The way you make an agent-built pipeline trustworthy is to have the agent build the checks too, as part of the same job. The output has to tie to the general ledger within a tolerance, or the run fails. The row count can't move more than you'd expect from one period to the next without raising a flag. Every customer has to map to exactly one account, and the ones that don't get listed for you to look at. You can add a pass whose only job is to assume the answer is wrong and go looking for the broken join or the double count. Each run reports the state of its own checks, so you know what you're trusting before you forward the number. This kind of verification used to be too slow to do by hand, so it got skipped. An agent makes it cheap enough to be the default, which is part of why a well-checked pipeline can end up more reliable than the manual process it replaced. Anthropic's data team wrote about running their own analytics on Claude and landed in the same place: the reliability came from structure and checking, not a smarter prompt.

What you don't need, and where this goes

None of this needs a special finance agent that reasons about your business for you.
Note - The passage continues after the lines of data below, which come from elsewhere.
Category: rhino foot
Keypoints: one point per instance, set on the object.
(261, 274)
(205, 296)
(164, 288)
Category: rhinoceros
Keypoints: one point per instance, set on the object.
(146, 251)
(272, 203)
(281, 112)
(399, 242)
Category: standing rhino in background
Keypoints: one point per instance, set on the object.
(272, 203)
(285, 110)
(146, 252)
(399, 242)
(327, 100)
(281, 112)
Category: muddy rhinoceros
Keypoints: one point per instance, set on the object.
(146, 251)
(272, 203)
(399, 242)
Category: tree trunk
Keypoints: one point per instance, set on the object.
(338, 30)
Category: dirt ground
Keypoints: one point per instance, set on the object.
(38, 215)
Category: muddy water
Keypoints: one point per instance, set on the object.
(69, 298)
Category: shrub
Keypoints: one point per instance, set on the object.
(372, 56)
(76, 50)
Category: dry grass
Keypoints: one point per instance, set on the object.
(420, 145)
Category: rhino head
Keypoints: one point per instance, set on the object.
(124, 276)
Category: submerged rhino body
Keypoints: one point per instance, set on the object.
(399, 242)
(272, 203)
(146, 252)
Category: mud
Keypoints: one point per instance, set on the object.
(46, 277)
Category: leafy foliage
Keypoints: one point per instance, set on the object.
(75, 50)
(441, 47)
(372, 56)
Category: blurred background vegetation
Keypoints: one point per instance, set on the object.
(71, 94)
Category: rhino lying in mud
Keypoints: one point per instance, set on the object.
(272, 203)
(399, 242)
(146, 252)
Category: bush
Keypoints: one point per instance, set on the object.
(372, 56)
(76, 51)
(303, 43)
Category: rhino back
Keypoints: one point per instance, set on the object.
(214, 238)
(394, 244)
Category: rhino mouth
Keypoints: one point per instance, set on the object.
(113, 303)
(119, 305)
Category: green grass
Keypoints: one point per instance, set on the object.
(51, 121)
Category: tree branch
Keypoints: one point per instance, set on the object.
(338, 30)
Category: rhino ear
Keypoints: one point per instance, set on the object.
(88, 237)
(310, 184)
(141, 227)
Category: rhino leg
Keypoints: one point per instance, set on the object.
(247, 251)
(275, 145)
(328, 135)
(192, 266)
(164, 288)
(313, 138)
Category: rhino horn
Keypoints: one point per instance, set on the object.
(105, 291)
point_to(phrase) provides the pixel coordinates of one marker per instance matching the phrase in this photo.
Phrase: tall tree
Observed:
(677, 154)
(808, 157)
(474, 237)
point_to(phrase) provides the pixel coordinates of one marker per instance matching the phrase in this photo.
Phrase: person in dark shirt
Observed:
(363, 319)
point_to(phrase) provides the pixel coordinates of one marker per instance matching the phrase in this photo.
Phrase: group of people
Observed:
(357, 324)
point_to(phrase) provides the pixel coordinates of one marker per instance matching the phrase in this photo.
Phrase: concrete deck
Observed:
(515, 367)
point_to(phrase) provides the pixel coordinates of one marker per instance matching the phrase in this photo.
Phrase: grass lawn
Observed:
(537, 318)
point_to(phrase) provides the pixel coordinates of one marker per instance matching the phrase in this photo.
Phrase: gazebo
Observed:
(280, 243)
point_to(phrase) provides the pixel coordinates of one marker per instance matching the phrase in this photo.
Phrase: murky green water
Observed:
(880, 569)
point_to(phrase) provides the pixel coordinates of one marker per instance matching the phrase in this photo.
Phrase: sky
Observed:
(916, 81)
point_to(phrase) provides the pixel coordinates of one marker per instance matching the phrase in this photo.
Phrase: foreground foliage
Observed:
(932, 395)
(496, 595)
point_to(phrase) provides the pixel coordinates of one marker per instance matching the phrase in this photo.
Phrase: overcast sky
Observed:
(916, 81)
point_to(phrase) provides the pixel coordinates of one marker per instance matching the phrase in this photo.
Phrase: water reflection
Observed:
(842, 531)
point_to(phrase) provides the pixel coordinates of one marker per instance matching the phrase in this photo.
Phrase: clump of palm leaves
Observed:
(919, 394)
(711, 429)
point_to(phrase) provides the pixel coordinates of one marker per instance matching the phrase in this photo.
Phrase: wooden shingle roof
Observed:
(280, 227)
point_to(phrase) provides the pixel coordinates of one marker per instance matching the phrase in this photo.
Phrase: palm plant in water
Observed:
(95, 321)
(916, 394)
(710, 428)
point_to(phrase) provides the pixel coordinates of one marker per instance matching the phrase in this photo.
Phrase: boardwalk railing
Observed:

It needs a general coding agent and a person who knows what the right answer should look like. That already covers a large share of what finance teams spend their days on, which is not high-level reasoning about the company. It's assembling trustworthy numbers so the reasoning can happen at all.

This is also why I treat coding agents as what works now, not the end state. The day an agent can reason reliably across a dozen disagreeing systems, with a connector ecosystem mature enough to feed it clean context, some of this building will fold into the model itself. We're not there yet. Until we are, a coding agent plus a person with systems sense is the combination that holds up, and the systems sense you build along the way won't go to waste when the tools get better.

Where to start

The test is small. Pick one question you answer on a recurring basis and care about getting right. Have one person build the whole thing for it with a coding agent, the pipeline and the checks, end to end. Then look at how long it took, whether you trust the output, and where that person's time goes once the manual version is gone. The tooling is improving quickly, so some of what you build to work around today's limits won't be needed in a year. The basic approach, building and verifying small pieces of software instead of waiting for someone else to, holds up.